Apple Is Getting Over-Extended

by: Andy Zaky

As Apple (NASDAQ:AAPL) approaches $300 a share, the stock has gotten overextended in the intermediate term. Yong Pan at Cobra's Market View sent me an interesting chart early Monday morning and has since published it at his site. The bottom line is: Whenever Apple gets this overextended it tends to lead to an intermediate-term steep sell-off in the stock. It has only gotten this overbought 3 other times in the past 4 years. Most recently at the top of the April 26, 2010 highs.

It's important to note however, that stocks can go overbought and oversold for extended periods of time. Especially a high beta-name like Apple where the stock tends to swing huge in either direction. That being said, I think the pattern in the way the stock tends to trade is pretty important and might indicate some immediate weakness ahead.

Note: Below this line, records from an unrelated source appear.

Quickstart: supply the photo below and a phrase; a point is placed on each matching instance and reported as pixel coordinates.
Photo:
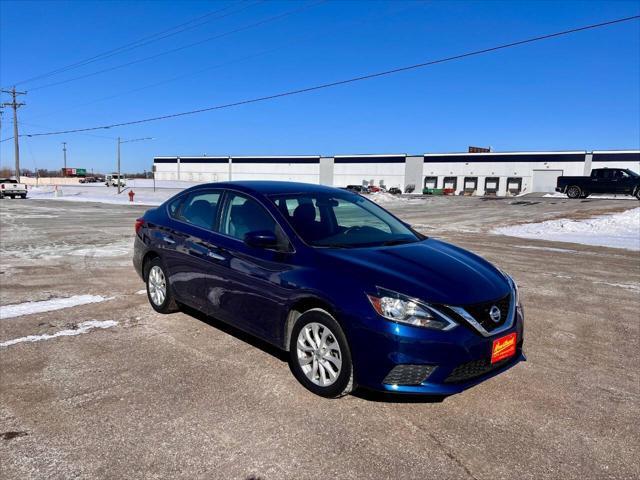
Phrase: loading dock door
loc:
(545, 180)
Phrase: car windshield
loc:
(342, 220)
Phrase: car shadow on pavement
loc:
(384, 397)
(237, 333)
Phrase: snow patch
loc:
(634, 287)
(618, 230)
(103, 194)
(548, 249)
(79, 329)
(593, 196)
(29, 308)
(384, 198)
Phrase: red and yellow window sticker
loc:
(503, 347)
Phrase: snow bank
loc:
(81, 328)
(593, 195)
(103, 194)
(618, 230)
(29, 308)
(384, 198)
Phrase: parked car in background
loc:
(112, 180)
(601, 180)
(353, 294)
(9, 187)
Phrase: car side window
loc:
(243, 215)
(174, 206)
(200, 209)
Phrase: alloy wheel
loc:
(319, 354)
(157, 285)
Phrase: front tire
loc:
(574, 192)
(319, 355)
(158, 288)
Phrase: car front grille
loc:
(476, 368)
(481, 313)
(408, 374)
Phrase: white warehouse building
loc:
(499, 173)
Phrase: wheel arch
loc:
(304, 305)
(150, 255)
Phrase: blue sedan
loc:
(353, 294)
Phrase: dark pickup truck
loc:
(601, 180)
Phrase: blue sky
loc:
(575, 92)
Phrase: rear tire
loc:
(319, 355)
(574, 191)
(158, 288)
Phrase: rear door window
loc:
(200, 209)
(244, 215)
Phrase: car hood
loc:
(431, 270)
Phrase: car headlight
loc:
(514, 287)
(403, 309)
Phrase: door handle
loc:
(215, 256)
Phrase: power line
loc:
(138, 43)
(14, 104)
(347, 81)
(167, 52)
(225, 64)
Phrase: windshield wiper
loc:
(398, 241)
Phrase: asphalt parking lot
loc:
(182, 396)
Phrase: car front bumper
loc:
(457, 359)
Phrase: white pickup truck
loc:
(9, 187)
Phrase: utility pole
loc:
(15, 105)
(120, 142)
(64, 151)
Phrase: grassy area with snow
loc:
(618, 230)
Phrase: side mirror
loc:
(261, 239)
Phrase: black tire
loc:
(343, 383)
(574, 191)
(168, 303)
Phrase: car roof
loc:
(269, 187)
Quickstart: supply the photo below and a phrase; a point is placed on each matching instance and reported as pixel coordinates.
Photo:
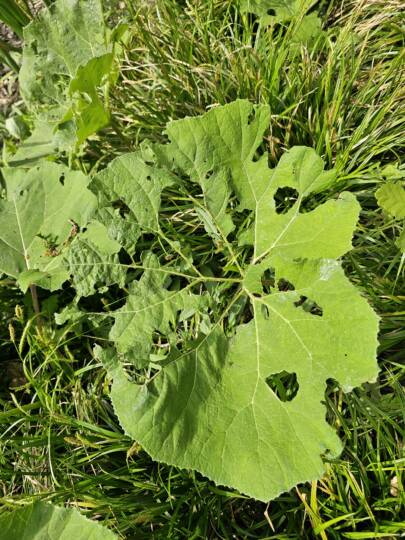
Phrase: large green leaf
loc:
(43, 206)
(42, 521)
(283, 309)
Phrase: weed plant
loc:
(341, 93)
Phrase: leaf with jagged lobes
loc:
(43, 208)
(216, 404)
(391, 198)
(43, 521)
(152, 307)
(93, 262)
(68, 57)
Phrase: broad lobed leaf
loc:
(214, 330)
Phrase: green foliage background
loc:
(341, 92)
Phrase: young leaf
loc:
(67, 57)
(214, 406)
(40, 521)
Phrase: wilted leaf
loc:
(67, 57)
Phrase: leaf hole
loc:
(285, 198)
(284, 385)
(284, 285)
(267, 281)
(122, 207)
(310, 306)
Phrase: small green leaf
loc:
(150, 308)
(67, 58)
(93, 260)
(42, 521)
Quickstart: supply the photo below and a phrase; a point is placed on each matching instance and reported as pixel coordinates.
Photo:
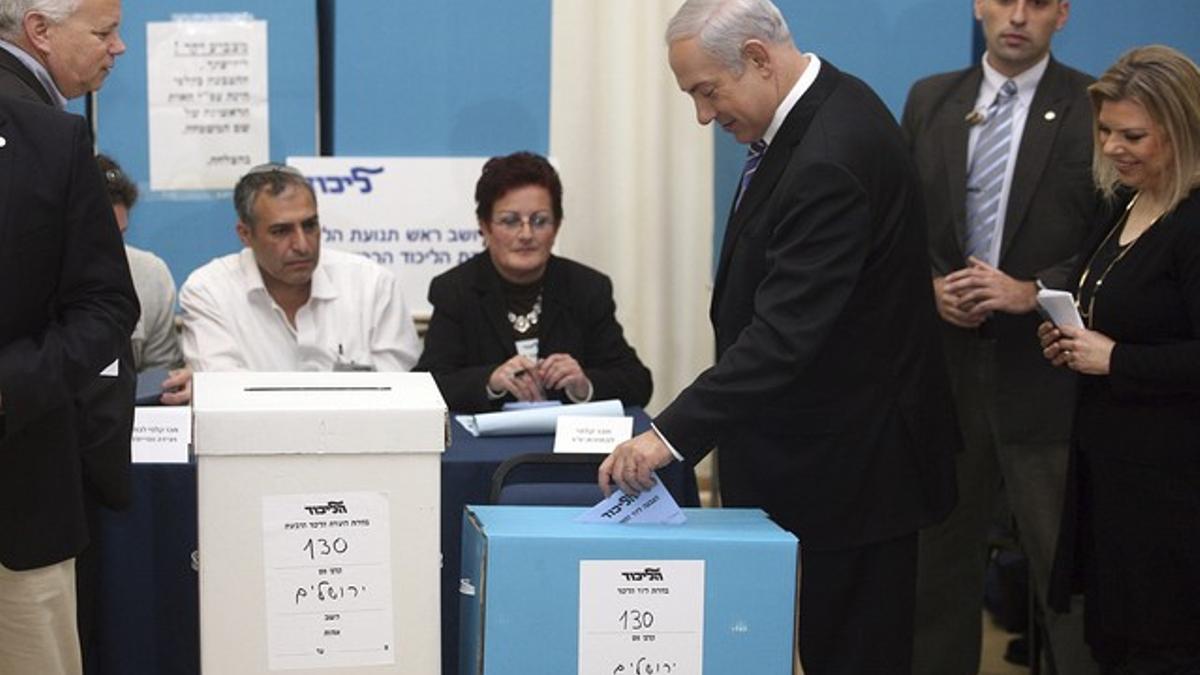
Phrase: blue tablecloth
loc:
(148, 614)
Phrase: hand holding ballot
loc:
(517, 376)
(1078, 348)
(633, 464)
(1060, 308)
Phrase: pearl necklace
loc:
(522, 323)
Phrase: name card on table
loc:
(161, 434)
(575, 434)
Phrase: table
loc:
(148, 608)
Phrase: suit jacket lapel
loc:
(1033, 154)
(773, 163)
(955, 133)
(6, 172)
(491, 298)
(553, 305)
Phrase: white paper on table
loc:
(328, 567)
(653, 506)
(641, 616)
(1060, 308)
(533, 420)
(161, 434)
(592, 434)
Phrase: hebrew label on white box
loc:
(328, 566)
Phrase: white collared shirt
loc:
(355, 316)
(807, 78)
(39, 71)
(1026, 85)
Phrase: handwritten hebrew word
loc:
(328, 591)
(229, 160)
(204, 48)
(227, 79)
(646, 667)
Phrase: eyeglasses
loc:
(513, 221)
(275, 167)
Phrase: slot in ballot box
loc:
(543, 593)
(318, 497)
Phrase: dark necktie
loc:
(754, 155)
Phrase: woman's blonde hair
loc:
(1167, 84)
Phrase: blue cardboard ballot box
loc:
(543, 593)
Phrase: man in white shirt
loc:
(281, 304)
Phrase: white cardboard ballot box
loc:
(318, 521)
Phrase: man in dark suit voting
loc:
(1005, 150)
(829, 399)
(52, 51)
(66, 309)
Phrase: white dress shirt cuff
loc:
(665, 442)
(586, 398)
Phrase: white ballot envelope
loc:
(1060, 308)
(535, 419)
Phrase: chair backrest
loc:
(547, 479)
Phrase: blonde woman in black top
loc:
(1131, 536)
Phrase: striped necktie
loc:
(754, 155)
(985, 177)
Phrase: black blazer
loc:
(66, 308)
(1053, 205)
(469, 335)
(829, 398)
(105, 407)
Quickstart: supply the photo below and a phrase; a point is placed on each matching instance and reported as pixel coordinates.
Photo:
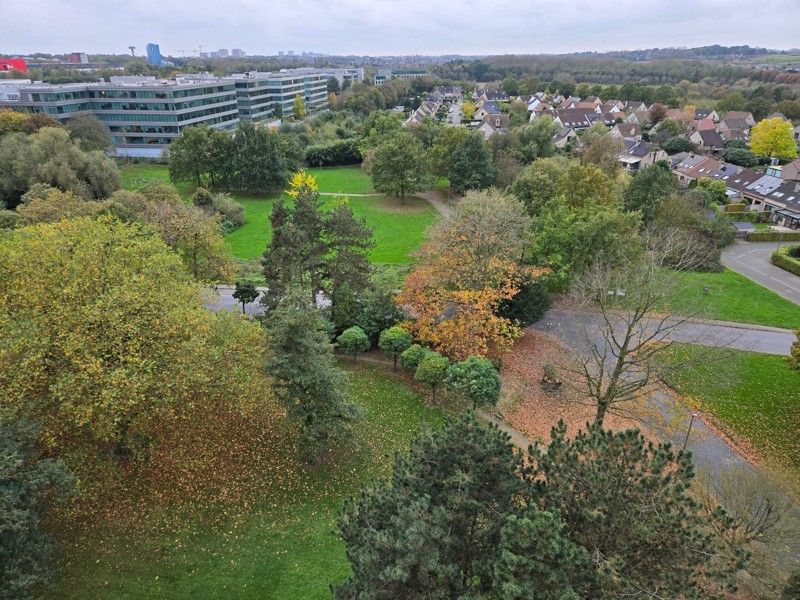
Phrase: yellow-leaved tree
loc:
(105, 339)
(773, 138)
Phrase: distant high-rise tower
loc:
(154, 55)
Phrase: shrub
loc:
(342, 152)
(411, 357)
(353, 341)
(432, 371)
(787, 258)
(394, 341)
(773, 236)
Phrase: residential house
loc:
(791, 171)
(733, 124)
(488, 130)
(708, 140)
(498, 121)
(640, 154)
(564, 136)
(626, 131)
(741, 114)
(704, 125)
(490, 95)
(487, 108)
(706, 113)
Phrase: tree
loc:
(441, 154)
(650, 186)
(353, 341)
(299, 108)
(529, 304)
(29, 482)
(773, 138)
(471, 165)
(245, 293)
(412, 356)
(538, 183)
(740, 156)
(394, 341)
(120, 343)
(476, 379)
(430, 530)
(399, 166)
(49, 156)
(432, 371)
(657, 113)
(89, 132)
(188, 155)
(308, 383)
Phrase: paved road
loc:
(751, 259)
(571, 327)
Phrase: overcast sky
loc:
(380, 27)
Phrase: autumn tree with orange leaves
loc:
(467, 268)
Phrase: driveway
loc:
(573, 328)
(751, 259)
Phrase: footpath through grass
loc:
(286, 546)
(399, 229)
(732, 297)
(756, 395)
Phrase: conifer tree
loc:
(307, 381)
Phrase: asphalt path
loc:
(751, 259)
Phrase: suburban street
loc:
(751, 259)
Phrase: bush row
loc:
(783, 258)
(773, 236)
(341, 152)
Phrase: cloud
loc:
(393, 26)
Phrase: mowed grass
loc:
(756, 395)
(287, 546)
(399, 229)
(731, 297)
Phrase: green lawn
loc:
(286, 547)
(399, 229)
(732, 297)
(756, 395)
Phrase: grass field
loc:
(398, 229)
(286, 546)
(756, 395)
(732, 297)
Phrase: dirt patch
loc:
(527, 406)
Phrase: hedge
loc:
(781, 258)
(773, 236)
(334, 154)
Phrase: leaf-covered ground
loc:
(756, 396)
(230, 512)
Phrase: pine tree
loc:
(430, 530)
(627, 502)
(307, 381)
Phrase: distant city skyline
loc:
(387, 27)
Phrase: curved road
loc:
(751, 259)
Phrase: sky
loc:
(387, 27)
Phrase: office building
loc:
(77, 58)
(145, 114)
(154, 55)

I finally exited my $290-$300 October 2010 call spread for a very solid gain. I'm looking to get back into the name once it has had a chance to take a breather. It has already more or less hit the October $300 price target I set when the stock was trading in the $250's a few weeks ago. I think $295 could be the top or very close to the top for at least the intermediate term. The stock needs to pull-back before taking a crack at breaking and holding above $300 a share.

Disclosure: Short the QQQQ as of Friday and Monday.